Description

In Western thinking, particularly in natural science, human-environmental relationships are conceptualized as natural objects related in space. This approach has been termed ‘science of seeing’ which is most rigorously exemplified by physics (Pearl, 2000). Within the natural sciences, environmental studies are perceived as applied sciences only.

Recently, humans have become experts how to perceive themselves in space. Starting from the Renaissance invention of spatial perspective, to the routine use of satellite images in Google earth, many have learned today how to cope with distortions of spatial perception; models of spatial perspective have become entirely implicit. At the beginning of the era of modern sciences, the question of where human observers and the earth were located in the universe was a hotly debated issue. Today, we know how to read (and make) pictures of any size of objects, even of the whole of Africa or the globe, and that at arbitrary spatial distances.

The second way of perceiving the world from a modeling perspective has been termed ‘art of doing (Pearl, 2000). It corresponds with notions of dwelling in anthropology (Ingold, 2011). In the project, we use ecosystem management traditions such as nomadism, pastoralism, or agriculture as examples. The ‘art of doing’-approach is hardly formalized. We want to test, whether the difference between the ‘science of seeing’ and the ‘art of doing’-approaches has historical rather than logical or factual reasons. Do temporal perceptions (of history and especially future) need similar corrections for their (temporal) distortions like those which are routine for spatial perceptions?

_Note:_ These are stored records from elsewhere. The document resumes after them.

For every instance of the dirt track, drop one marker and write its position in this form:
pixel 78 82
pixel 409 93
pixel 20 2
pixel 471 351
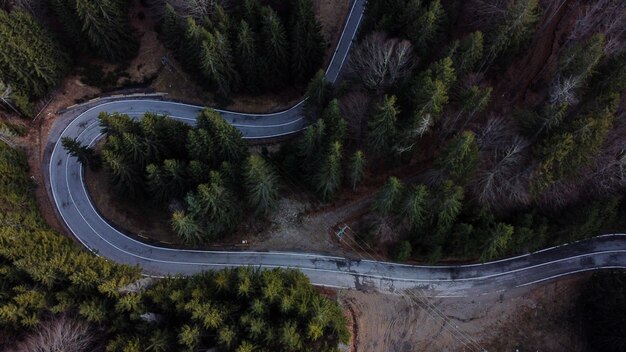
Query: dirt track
pixel 538 319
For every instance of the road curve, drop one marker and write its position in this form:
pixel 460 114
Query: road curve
pixel 80 216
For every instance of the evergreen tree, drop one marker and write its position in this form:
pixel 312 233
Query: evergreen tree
pixel 231 146
pixel 417 207
pixel 357 169
pixel 32 60
pixel 388 198
pixel 84 154
pixel 216 63
pixel 428 25
pixel 105 24
pixel 247 57
pixel 328 178
pixel 513 28
pixel 274 43
pixel 335 124
pixel 261 184
pixel 307 43
pixel 448 205
pixel 460 157
pixel 469 52
pixel 318 93
pixel 382 126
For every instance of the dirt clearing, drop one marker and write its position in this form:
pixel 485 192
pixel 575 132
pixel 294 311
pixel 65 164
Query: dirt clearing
pixel 532 319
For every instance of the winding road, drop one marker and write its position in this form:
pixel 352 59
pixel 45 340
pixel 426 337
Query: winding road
pixel 75 208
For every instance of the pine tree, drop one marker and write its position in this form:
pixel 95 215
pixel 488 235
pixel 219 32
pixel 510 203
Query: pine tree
pixel 84 154
pixel 186 227
pixel 417 207
pixel 307 43
pixel 448 205
pixel 428 25
pixel 274 42
pixel 261 184
pixel 357 169
pixel 318 93
pixel 217 64
pixel 335 124
pixel 217 206
pixel 105 24
pixel 328 178
pixel 382 126
pixel 231 146
pixel 32 60
pixel 200 146
pixel 388 198
pixel 247 57
pixel 460 157
pixel 469 52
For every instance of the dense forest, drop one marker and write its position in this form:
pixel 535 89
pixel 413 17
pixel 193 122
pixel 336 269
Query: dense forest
pixel 49 283
pixel 205 169
pixel 240 46
pixel 482 160
pixel 251 48
pixel 472 159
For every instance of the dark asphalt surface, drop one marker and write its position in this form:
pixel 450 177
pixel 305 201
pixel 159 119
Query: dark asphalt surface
pixel 65 176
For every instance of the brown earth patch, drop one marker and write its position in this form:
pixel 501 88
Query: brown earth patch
pixel 539 318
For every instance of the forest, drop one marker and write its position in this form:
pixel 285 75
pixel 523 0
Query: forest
pixel 49 283
pixel 472 168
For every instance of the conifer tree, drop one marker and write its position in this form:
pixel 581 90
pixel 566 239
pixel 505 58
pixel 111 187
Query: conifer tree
pixel 105 24
pixel 382 126
pixel 388 198
pixel 357 169
pixel 335 124
pixel 307 43
pixel 84 154
pixel 318 93
pixel 247 57
pixel 31 58
pixel 261 184
pixel 328 178
pixel 460 157
pixel 274 43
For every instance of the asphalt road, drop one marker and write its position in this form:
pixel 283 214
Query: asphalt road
pixel 82 219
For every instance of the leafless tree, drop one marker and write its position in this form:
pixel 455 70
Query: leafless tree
pixel 560 194
pixel 198 9
pixel 605 16
pixel 59 334
pixel 563 90
pixel 378 61
pixel 485 12
pixel 608 174
pixel 354 108
pixel 501 182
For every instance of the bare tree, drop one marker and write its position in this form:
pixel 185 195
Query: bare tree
pixel 485 12
pixel 608 174
pixel 60 333
pixel 603 16
pixel 501 182
pixel 378 61
pixel 563 90
pixel 354 108
pixel 198 9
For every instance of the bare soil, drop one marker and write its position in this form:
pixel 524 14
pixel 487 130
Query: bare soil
pixel 540 318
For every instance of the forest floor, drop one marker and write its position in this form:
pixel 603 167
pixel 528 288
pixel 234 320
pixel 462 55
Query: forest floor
pixel 542 318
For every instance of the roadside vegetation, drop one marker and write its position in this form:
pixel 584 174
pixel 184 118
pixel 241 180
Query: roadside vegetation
pixel 466 164
pixel 204 173
pixel 55 294
pixel 479 161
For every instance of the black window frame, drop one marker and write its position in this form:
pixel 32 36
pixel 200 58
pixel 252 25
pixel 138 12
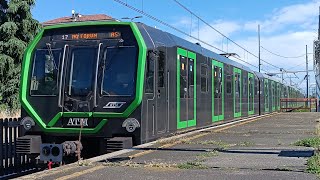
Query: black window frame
pixel 205 76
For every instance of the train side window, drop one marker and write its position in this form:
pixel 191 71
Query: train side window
pixel 150 73
pixel 204 78
pixel 229 84
pixel 161 68
pixel 45 72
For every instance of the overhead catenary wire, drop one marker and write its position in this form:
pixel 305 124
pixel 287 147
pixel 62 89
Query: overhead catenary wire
pixel 287 57
pixel 174 28
pixel 209 25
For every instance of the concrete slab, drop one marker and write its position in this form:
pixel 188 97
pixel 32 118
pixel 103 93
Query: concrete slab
pixel 259 149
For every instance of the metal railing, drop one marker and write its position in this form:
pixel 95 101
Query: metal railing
pixel 290 104
pixel 11 163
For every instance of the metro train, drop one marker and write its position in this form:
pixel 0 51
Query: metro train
pixel 125 81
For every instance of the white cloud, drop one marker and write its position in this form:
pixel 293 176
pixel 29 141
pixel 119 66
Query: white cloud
pixel 298 14
pixel 289 29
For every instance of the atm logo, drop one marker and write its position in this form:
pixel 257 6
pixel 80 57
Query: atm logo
pixel 78 122
pixel 114 105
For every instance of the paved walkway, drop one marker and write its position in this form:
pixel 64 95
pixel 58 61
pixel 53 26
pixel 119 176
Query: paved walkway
pixel 260 148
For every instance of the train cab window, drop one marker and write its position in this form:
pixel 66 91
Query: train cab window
pixel 119 71
pixel 44 80
pixel 204 78
pixel 82 60
pixel 150 73
pixel 161 68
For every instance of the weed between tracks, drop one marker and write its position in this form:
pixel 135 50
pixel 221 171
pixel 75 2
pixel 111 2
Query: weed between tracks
pixel 313 163
pixel 309 142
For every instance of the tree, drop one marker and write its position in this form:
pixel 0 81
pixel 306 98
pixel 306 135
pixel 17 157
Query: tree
pixel 17 29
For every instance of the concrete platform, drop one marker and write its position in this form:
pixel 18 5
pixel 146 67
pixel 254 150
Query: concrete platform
pixel 260 148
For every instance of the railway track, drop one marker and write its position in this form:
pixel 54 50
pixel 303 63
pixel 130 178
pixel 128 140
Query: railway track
pixel 15 169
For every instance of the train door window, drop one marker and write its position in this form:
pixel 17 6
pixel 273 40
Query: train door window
pixel 150 73
pixel 45 72
pixel 220 80
pixel 229 84
pixel 216 81
pixel 161 68
pixel 256 86
pixel 250 86
pixel 204 78
pixel 191 77
pixel 245 86
pixel 237 84
pixel 183 77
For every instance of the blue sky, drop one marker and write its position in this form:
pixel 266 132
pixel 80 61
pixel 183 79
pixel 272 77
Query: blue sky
pixel 286 25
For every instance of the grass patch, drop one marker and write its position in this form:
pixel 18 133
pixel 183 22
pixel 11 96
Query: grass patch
pixel 208 154
pixel 313 164
pixel 309 142
pixel 221 144
pixel 191 165
pixel 245 143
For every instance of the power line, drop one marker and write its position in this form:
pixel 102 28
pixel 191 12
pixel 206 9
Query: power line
pixel 300 64
pixel 184 7
pixel 176 29
pixel 209 25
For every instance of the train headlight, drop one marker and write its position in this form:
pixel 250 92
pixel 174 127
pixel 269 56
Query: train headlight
pixel 51 152
pixel 27 123
pixel 131 124
pixel 46 150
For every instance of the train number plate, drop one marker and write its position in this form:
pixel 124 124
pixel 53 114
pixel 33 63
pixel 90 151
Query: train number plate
pixel 76 122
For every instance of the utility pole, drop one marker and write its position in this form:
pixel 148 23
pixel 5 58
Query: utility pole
pixel 259 47
pixel 307 71
pixel 259 68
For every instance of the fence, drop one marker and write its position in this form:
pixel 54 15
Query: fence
pixel 289 104
pixel 12 164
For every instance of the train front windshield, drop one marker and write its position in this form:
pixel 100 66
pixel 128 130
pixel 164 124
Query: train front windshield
pixel 119 71
pixel 85 64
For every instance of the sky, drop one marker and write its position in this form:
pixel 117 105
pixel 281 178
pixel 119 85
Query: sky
pixel 286 26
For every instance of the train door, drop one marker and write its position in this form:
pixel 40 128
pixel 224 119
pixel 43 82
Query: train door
pixel 161 91
pixel 156 92
pixel 266 95
pixel 250 94
pixel 278 96
pixel 78 100
pixel 237 92
pixel 217 91
pixel 273 94
pixel 186 88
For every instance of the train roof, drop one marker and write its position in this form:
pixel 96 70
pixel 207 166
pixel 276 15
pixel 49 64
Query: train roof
pixel 154 37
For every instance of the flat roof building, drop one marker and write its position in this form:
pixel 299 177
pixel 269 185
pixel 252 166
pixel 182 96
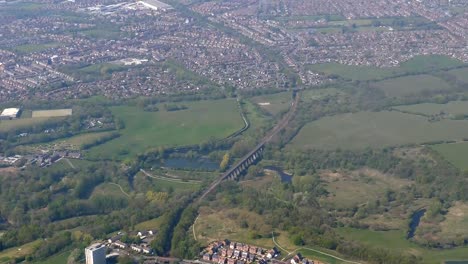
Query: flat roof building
pixel 96 254
pixel 9 113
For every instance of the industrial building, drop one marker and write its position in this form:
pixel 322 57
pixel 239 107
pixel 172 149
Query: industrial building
pixel 96 254
pixel 9 113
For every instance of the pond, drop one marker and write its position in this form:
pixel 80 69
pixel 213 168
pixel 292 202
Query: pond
pixel 283 175
pixel 191 164
pixel 415 218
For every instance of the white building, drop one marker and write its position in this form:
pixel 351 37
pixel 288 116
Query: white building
pixel 96 254
pixel 9 113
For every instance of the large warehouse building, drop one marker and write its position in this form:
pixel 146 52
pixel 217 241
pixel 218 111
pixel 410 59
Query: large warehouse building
pixel 9 113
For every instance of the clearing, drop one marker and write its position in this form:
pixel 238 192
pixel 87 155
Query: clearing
pixel 145 130
pixel 52 113
pixel 418 64
pixel 455 153
pixel 376 130
pixel 408 85
pixel 395 241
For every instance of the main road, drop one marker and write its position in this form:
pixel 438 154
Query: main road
pixel 282 124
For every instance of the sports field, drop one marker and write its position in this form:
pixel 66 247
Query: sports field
pixel 413 84
pixel 52 113
pixel 376 130
pixel 419 64
pixel 452 108
pixel 456 153
pixel 145 130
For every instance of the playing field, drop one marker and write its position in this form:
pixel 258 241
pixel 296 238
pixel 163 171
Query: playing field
pixel 145 130
pixel 456 153
pixel 452 108
pixel 419 64
pixel 52 113
pixel 461 74
pixel 395 240
pixel 413 84
pixel 376 130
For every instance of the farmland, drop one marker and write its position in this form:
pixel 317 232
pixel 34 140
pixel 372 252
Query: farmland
pixel 144 130
pixel 460 74
pixel 52 113
pixel 455 153
pixel 376 130
pixel 413 84
pixel 453 108
pixel 419 64
pixel 395 240
pixel 7 125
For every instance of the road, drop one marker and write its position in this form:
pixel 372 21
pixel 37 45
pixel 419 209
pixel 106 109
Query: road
pixel 282 124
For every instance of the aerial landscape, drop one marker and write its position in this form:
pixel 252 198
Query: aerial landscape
pixel 234 131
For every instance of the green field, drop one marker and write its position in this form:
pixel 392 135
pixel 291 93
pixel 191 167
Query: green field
pixel 60 258
pixel 456 153
pixel 52 113
pixel 145 130
pixel 274 103
pixel 419 64
pixel 376 130
pixel 413 84
pixel 395 240
pixel 461 74
pixel 7 125
pixel 453 108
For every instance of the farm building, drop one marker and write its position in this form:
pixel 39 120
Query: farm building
pixel 9 113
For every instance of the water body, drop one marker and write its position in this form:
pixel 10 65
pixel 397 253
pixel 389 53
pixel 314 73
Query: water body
pixel 191 164
pixel 284 176
pixel 415 218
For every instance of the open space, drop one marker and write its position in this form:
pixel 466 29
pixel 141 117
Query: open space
pixel 145 130
pixel 52 113
pixel 376 130
pixel 461 74
pixel 413 84
pixel 453 108
pixel 7 125
pixel 455 153
pixel 419 64
pixel 395 240
pixel 349 189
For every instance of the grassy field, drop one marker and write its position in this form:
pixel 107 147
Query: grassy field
pixel 411 85
pixel 274 103
pixel 30 48
pixel 456 153
pixel 417 64
pixel 350 189
pixel 60 258
pixel 52 113
pixel 144 130
pixel 7 125
pixel 461 74
pixel 452 108
pixel 395 240
pixel 17 252
pixel 376 130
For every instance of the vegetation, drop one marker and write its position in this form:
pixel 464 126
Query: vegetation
pixel 420 64
pixel 146 130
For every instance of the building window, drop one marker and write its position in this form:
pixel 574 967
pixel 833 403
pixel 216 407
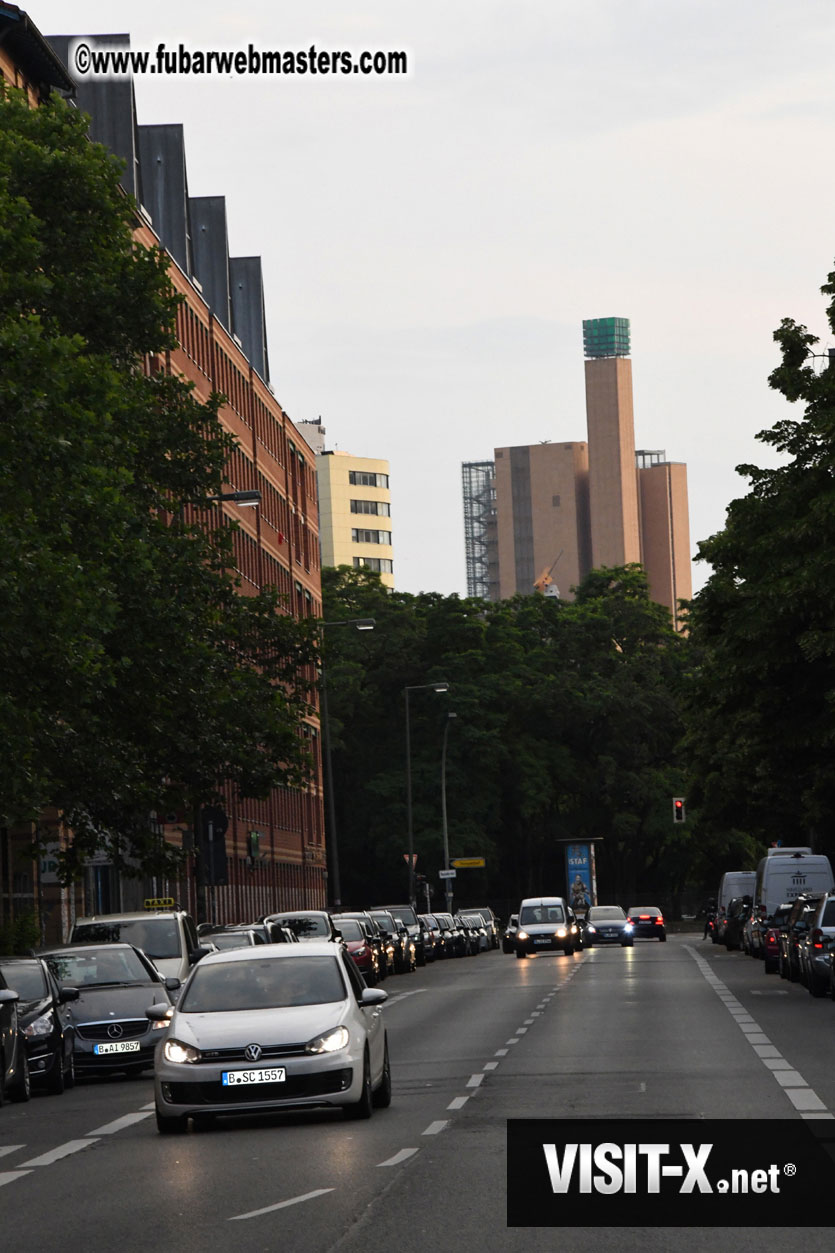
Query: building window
pixel 359 536
pixel 380 508
pixel 362 479
pixel 374 563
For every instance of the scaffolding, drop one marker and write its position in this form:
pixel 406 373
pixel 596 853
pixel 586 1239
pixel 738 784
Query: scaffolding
pixel 478 480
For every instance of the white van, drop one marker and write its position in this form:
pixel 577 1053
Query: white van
pixel 785 875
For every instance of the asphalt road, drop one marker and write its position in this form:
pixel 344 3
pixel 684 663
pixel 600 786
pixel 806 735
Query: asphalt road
pixel 676 1030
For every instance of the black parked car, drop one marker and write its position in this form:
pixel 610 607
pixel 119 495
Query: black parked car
pixel 115 984
pixel 45 1021
pixel 14 1066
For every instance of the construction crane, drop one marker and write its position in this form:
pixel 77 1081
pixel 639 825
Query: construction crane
pixel 544 584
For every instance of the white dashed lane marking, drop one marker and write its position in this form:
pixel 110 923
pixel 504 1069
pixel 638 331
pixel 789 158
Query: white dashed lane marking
pixel 398 1158
pixel 281 1204
pixel 63 1150
pixel 805 1100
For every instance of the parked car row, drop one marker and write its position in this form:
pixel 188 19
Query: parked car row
pixel 80 1009
pixel 796 940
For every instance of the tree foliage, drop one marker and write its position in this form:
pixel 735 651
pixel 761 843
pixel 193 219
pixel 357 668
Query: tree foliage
pixel 134 673
pixel 567 727
pixel 761 721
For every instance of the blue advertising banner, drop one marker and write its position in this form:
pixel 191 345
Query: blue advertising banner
pixel 579 876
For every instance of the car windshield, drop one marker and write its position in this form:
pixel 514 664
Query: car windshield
pixel 350 929
pixel 307 927
pixel 225 940
pixel 533 914
pixel 28 980
pixel 223 986
pixel 158 937
pixel 98 967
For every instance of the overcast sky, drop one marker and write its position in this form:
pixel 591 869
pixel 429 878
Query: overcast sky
pixel 433 243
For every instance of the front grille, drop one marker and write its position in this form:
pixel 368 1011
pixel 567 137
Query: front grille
pixel 267 1050
pixel 131 1029
pixel 296 1088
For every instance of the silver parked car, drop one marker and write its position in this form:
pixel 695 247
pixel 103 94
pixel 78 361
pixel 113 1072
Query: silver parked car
pixel 272 1028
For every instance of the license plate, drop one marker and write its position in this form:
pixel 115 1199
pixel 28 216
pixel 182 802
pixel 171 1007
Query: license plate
pixel 230 1078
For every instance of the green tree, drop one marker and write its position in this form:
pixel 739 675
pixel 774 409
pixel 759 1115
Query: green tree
pixel 134 674
pixel 761 722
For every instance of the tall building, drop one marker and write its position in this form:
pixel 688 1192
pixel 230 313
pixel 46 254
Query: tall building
pixel 478 483
pixel 562 509
pixel 221 347
pixel 355 513
pixel 612 481
pixel 542 516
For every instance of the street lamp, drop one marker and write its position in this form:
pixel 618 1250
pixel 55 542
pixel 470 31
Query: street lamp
pixel 334 858
pixel 448 882
pixel 419 687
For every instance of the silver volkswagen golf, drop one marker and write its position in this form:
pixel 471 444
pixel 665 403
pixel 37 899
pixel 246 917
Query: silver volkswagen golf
pixel 272 1028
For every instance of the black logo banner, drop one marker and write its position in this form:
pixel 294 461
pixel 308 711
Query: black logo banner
pixel 670 1173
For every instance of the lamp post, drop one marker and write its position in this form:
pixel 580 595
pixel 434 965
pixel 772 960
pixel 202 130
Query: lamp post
pixel 334 857
pixel 419 687
pixel 448 882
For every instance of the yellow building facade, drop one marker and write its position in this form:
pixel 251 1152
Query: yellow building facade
pixel 355 513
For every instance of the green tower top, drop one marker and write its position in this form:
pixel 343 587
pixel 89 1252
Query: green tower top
pixel 606 336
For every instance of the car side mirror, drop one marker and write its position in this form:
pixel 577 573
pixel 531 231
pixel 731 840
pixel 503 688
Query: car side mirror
pixel 158 1013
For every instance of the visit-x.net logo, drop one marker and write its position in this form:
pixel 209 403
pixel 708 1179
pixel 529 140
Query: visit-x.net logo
pixel 668 1173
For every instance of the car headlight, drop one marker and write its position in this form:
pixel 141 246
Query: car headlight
pixel 330 1041
pixel 176 1051
pixel 42 1025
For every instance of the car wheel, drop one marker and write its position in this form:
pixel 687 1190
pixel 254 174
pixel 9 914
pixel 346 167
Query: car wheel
pixel 57 1080
pixel 23 1088
pixel 381 1098
pixel 171 1125
pixel 364 1107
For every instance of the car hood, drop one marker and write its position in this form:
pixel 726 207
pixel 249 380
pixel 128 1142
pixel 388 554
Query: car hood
pixel 98 1004
pixel 544 929
pixel 271 1026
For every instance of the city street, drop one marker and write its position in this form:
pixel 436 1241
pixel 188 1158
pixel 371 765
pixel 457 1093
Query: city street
pixel 676 1030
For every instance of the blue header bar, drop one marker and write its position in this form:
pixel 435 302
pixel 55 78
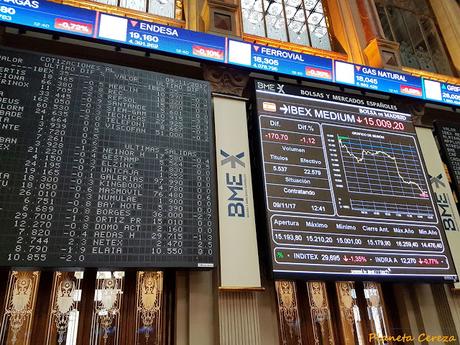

Today, many see themselves in a special role with respect to environmental history. Since the campaigns of Prof. B. Grzimek for the Serengeti, some Europeans feel responsible to preserve African ecosystems. The current epoch has even been renamed as Anthropocene, because humans today inevitably shape their local and global environment (Crutzen, 2002). It is evident, that the perception of the human role in environmental history depends heavily on models: of climate change or of the autonomous dynamics of ecosystems. The project will inspect several instances of such models, confronting those used by stakeholders in Africa (categorized by the project as appropriation) with occidental perceptions (categorized as conservation). We are particularly interested to find out how different models and their encounters distort the respective perceptions of time. We conjecture that all stakeholders of nature are in need of corresponding routines to cope with potentially temporal distortions, i.e. they need to know how to read historical or future events, and that at arbitrary temporal distances.

As a starting point of identifying and classifying implicit models of the history and future of ‘nature’ we use a classification of “ethno-cosmologies” from (Descola, 2005). Case studies will be firstly national parks in Africa, where we assume divergent models to clash; secondly, the appropriation of the climate change discourse in Africa, where we assume to find divergent underlying models. These investigations are cooperating with the DFG project “economy of sacred space” (U. Berner).

 

References:

Crutzen, Paul J (2002). “Geology of mankind”. In: Nature 415.6867, pp. 23–23.
Descola, Philippe (2005). Par-del`a nature et culture. Gallimard Paris.
Ingold, Tim (2011). Being alive. Taylor & Francis.
Pearl, J. (2000). Causality: models, reasoning, and inference. Vol. 47. Cambridge Univ Press.